Chandika laughs. “We wanted a massive whiteboard; we were so cheap that we went to Kotahena, got a huge piece of plywood, and got a guy to paint it.”

Cinergix had a problem: they were competing with Microsoft. They had a team – a handful of people in a run-down place in Borella, one person in Singapore, another in Australia. They had a product. That was all.
In Chandika’s words, “We were nobodies. We knew we were good; that was just about it.”

So in 2008, they applied to the Fall event of Demo. Demo was the place to launch. From 1987 to 2010, some of the best products had launched there – Java and Skype being just two of them. The top media and the top tier of the tech industry sat in. Every year, about a thousand companies applied; only seventy got in.

“Walt Mossberg was having coffee right next to our table!” grins Chandika, referring to the iconic journalist christened “The Kingmaker” by Wired.

They tried to pitch to Mossberg, but he waved them away.
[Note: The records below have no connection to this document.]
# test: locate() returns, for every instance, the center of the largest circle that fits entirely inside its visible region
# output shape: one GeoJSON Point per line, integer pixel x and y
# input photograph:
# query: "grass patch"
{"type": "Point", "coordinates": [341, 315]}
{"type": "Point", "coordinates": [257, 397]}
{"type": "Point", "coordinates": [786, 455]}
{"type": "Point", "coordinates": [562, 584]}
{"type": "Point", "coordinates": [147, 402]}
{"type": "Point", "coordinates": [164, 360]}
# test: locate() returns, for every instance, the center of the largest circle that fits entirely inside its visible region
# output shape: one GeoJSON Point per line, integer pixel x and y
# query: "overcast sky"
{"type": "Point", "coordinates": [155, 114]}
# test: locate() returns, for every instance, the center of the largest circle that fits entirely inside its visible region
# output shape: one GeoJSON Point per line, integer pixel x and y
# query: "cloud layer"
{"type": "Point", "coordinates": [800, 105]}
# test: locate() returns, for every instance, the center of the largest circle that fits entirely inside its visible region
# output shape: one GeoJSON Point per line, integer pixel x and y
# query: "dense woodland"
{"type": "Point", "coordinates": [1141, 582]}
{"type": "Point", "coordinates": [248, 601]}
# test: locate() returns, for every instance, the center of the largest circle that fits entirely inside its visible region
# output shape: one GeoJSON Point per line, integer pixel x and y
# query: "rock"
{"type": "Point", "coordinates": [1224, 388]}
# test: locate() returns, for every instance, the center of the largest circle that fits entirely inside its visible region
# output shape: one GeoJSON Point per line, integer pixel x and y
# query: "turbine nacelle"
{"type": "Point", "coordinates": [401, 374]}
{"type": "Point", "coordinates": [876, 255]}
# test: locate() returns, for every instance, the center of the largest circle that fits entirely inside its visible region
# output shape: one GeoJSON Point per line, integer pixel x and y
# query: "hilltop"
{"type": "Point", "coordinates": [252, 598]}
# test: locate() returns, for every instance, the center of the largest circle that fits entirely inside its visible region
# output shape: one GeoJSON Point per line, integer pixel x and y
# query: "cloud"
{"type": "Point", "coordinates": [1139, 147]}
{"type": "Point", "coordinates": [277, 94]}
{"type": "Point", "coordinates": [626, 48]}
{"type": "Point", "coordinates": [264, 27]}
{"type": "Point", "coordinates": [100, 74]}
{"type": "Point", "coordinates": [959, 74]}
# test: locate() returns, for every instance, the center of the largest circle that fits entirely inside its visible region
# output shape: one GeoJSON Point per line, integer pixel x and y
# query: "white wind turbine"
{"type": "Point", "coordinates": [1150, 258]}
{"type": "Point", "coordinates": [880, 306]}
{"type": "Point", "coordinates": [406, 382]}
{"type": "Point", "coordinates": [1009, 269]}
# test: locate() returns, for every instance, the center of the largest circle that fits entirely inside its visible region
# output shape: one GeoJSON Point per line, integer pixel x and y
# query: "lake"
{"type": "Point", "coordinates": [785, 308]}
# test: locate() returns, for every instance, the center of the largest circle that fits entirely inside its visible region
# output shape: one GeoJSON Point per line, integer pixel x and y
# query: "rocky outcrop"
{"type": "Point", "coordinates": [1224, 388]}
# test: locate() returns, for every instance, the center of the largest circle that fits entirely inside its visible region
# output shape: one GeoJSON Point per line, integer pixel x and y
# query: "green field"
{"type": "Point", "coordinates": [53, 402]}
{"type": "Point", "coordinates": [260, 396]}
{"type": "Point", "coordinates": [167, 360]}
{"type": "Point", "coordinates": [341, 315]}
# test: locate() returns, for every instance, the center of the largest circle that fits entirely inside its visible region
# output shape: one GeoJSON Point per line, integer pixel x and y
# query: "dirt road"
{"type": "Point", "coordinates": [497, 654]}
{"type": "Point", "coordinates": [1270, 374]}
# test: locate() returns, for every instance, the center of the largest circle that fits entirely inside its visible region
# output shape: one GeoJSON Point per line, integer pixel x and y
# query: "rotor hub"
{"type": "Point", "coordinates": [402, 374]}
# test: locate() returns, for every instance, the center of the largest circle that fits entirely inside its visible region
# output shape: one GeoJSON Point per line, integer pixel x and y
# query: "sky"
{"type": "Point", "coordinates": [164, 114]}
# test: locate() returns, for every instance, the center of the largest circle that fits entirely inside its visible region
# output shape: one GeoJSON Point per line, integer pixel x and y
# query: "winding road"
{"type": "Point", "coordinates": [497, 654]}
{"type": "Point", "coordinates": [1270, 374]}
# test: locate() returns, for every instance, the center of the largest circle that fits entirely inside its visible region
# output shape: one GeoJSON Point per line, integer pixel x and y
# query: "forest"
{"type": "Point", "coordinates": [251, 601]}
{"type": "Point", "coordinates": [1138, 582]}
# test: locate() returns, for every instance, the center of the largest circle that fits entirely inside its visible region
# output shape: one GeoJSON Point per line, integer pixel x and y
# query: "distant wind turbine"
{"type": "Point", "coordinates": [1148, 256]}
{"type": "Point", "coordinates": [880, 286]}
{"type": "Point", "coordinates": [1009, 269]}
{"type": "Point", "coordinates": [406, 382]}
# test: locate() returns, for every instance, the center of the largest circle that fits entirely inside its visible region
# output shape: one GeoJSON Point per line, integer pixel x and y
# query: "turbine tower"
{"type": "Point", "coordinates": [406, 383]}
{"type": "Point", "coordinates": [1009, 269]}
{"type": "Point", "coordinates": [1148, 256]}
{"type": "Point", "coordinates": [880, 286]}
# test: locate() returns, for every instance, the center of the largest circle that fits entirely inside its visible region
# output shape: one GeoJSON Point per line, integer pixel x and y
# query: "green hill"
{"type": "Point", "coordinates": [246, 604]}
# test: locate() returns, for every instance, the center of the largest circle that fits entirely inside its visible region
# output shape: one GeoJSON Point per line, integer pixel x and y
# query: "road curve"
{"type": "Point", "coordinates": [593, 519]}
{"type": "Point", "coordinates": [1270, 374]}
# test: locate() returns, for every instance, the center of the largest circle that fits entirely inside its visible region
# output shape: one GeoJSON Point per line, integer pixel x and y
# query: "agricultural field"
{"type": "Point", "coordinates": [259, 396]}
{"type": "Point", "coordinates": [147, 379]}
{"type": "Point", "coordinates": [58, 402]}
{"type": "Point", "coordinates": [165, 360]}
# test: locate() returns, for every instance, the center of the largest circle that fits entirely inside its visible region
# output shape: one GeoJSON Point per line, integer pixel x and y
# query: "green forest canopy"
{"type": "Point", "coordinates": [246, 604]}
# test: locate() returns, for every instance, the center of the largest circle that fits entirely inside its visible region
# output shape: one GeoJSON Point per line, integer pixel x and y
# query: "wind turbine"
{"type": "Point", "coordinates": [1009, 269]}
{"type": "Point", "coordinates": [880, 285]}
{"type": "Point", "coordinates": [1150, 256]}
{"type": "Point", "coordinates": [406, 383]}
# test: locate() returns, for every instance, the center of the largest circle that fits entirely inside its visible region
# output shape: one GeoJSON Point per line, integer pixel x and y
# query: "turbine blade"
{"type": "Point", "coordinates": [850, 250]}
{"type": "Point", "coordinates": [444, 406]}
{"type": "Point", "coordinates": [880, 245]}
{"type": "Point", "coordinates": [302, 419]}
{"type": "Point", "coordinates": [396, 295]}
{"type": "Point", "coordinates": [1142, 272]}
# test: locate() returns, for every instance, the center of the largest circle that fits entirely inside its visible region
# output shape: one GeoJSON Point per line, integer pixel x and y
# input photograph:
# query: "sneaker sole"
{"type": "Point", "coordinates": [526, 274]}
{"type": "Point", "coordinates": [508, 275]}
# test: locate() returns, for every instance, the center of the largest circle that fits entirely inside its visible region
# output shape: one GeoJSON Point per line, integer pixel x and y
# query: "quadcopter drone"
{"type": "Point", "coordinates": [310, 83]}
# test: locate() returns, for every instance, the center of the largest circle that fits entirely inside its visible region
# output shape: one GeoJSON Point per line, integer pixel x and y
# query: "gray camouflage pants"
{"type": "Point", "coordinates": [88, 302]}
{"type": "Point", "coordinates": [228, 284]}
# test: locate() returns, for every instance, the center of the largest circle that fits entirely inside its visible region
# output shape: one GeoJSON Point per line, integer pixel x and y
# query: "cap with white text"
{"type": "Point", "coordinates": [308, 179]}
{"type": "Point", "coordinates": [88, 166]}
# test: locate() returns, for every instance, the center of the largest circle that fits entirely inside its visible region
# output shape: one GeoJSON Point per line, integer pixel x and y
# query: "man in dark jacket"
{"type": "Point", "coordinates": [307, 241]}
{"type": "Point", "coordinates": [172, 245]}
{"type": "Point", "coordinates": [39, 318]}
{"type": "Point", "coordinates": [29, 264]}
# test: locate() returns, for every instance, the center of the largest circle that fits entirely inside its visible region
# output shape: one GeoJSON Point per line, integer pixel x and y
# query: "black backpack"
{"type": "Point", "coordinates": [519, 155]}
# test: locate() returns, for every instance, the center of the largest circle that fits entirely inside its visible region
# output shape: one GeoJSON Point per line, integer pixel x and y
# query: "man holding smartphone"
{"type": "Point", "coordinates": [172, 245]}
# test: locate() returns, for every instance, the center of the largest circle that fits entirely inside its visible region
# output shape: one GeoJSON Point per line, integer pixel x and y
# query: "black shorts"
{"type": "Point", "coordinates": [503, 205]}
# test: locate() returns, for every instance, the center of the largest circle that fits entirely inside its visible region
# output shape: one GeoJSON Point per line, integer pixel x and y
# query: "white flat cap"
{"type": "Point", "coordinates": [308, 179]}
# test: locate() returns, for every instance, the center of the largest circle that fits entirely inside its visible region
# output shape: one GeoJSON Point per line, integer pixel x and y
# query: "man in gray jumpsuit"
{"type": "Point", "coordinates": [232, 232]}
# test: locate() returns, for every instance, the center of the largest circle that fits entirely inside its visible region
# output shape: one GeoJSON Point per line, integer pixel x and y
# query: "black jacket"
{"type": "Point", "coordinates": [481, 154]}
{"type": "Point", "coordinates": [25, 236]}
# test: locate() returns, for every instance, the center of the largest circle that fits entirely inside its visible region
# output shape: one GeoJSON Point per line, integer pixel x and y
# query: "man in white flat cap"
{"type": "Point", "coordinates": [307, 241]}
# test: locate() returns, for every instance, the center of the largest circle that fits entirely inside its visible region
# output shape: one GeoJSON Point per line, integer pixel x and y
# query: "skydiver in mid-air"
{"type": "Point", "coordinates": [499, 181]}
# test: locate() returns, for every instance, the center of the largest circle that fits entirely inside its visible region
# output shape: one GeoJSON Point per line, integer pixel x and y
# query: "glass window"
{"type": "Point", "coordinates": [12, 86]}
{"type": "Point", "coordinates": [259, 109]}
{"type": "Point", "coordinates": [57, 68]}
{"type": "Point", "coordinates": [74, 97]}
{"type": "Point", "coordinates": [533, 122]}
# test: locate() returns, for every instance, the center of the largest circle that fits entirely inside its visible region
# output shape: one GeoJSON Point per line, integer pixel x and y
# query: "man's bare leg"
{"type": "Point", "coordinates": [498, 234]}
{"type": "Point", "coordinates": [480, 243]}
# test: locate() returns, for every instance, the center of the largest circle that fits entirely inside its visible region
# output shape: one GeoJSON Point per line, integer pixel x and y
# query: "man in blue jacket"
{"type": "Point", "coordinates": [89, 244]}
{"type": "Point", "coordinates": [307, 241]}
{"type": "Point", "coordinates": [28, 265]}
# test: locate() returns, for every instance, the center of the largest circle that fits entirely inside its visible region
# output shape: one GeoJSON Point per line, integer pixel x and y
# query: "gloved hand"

Then, with a frenzied spurt of last-minute coding, they aced their Demo pitch. “They were like ‘You guys are good to go’,” says Hiraash, “And that was amazing. We’d also applied for the TechCrunch50 – TechCrunch and Demo are rivals – and we sent Jason Calacanis* an email saying ‘We got selected to Demo, are you interested?’ They called us, but didn’t give us anything official, so we launched at Demo. They were bitching about TechCrunch at Demo: I remember someone on stage saying that Micheal Arrington was as good a mentor for business as Britney Spears for musicians. We went and had a look at TechCrunch as part of the audience.”

*Jason Calacanis eventually had a massive falling-out with TechCrunch.

They want to draw
What Cinergix launched at Demo that fall was not what they have now. Hiraash heads over to YouTube, finding an old video about the app. Creately works by giving each object a certain amount of knowledge. Each object can communicate with the other, with connectors actually linking objects rather than just visually charting something. He shows me this by building a crude network map, dragging and dropping routers, an ISP and a bunch of computers onto the chart. He links the computers to the router by drawing a line between them. As soon as the routers are linked to the ISPs, they – and the computers attached to them – change their status. They’re now connected to the Internet.

“Knowledge Objects understand how to communicate with each other,” he explains. “It wasn’t just a drawing platform. Objects dynamically change based on their connections, their interactions and so on. The problem is we didn’t really have the best representation of this. We couldn’t show this off very well.”

“And we had hardware players like Samsung who wanted to use this for different purposes,” says Chandika. “People just wanted to draw.”

They went back to the drawing board. Their initial thoughts were to get experts in different fields to encapsulate all the data they’d need into the objects. But that was a task of monumental scale – they realized they’d need a 100-man team with ten PhDs customizing the platform for each and every niche, and it would never be done.

So they thought back to the idea of diagramming itself.